# voo pinga-pinga sem vergonha



## altita

Po, cara, tu acredita que o meu voo é um pinga-pinga sem vergonha e eu só consegui lugar em área de fumante, cara!

Não consigo entender como é que um voo pode ser pinga-pinga sem vergonha. O que significa?


----------



## Ari RT

Significa que é um voo que vai parando de cidade em cidade, em vez de seguir diretamente da origem ao destino final. Sem vergonha significa "sem qualidade", ruim. Obviamente, um voo direto seria mais confortável.


----------



## altita

Entendi, obrigada, Ari RT!


----------



## Guigo

Já peguei voos, em tempos idos, que eram: Rio - São Paulo - Brasília - Teresina - São Luís - Belém do Pará. Fiquei em São Luís, MA, já enjoado, com tanto _pinga-pinga. _Era uma época, ainda lúdica da aviação, anos 80 do século 20, e havia serviço em todas as seções do voo, com o almoço servido entre Brasília e Teresina, parte mais extensa, com cerca de 2 horas de duração. Em uma das vezes que fiz este voo, a aeronave foi um Boeing 737-200, prefixo PP-VMK que depois, em 1989, cairia na selva, no estranho caso Varig RG-254. Fica a história.

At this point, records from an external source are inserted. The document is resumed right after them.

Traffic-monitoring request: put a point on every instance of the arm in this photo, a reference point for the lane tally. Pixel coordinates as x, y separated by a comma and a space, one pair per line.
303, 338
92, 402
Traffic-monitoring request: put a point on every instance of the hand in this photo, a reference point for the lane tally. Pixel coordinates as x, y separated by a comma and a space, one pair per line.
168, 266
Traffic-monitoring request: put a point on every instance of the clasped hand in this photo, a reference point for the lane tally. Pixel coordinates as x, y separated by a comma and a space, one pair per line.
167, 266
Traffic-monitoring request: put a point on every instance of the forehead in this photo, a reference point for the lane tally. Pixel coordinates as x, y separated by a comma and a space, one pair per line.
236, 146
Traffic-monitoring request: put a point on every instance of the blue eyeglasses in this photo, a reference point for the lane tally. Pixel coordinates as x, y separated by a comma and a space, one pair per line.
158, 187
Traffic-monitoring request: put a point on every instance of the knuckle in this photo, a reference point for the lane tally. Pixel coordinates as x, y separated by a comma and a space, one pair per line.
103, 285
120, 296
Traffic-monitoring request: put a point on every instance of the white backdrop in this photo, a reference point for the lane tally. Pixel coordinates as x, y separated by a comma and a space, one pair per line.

Ah, na época havia área de fumantes, hoje não tem mais, ao menos em voos nacionais. O diálogo informado pela @altita deve ser de antes de 2000, certamente.


----------



## altita

1990, Guigo.


----------



## Nanon

¿Vuelos del lechero / vuelos "lecheros"? 
https://www.aviacol.net/noticias/vuelos-lecheros-en-suramerica.html
Milk Run


----------



## Vanda

Bem lembrado por Nanon. Nunca me esqueço de quando aprendi de um americano a ''corrida de leiteiro''. Na época existiam tais voos dos EUA para o BRasil e ele foi me ensinar como se dizia em inglês e me explicou o motivo. Aquela parte colorida das línguas que a gente nunca esquece. O nosso pinga-pinga também é muito divertido.


----------



## Ari RT

No Rio de Janeiro, se o trem não é "direto", então é um trem "parador". Para em cada estação pela qual passe.
E o ônibus que entra em cada cidadezinha do caminho é um "cata corno".


----------



## zema

Por acá, como sugiere Nanon, es muy común llamar informalmente _"lechero"_ a cualquier medio de transporte que se detiene muchas veces antes de llegar a su destino final. Seguramente se entiende también en unos cuantos países de América Latina, al menos.

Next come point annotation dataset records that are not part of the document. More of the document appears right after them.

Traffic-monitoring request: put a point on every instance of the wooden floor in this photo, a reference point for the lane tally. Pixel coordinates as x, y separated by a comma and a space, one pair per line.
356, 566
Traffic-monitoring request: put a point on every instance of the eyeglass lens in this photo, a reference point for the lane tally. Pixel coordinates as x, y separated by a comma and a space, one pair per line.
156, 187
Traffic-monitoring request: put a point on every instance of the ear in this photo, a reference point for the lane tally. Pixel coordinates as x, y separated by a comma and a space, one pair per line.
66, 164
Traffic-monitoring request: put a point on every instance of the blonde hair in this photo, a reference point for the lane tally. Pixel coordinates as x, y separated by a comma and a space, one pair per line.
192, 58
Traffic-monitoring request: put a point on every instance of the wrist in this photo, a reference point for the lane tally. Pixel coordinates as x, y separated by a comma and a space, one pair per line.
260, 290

Por ejemplo, sería común decir en Argentina  "_un vuelo lechero de morondanga"_. O, mejor, "_un vuelo de morondanga en un avión lechero"._



Ari RT said:


> No Rio de Janeiro, se o trem não é "direto", então é um trem "parador". Para em cada estação pela qual passe.
> E o ônibus que entra em cada cidadezinha do caminho é um "cata corno".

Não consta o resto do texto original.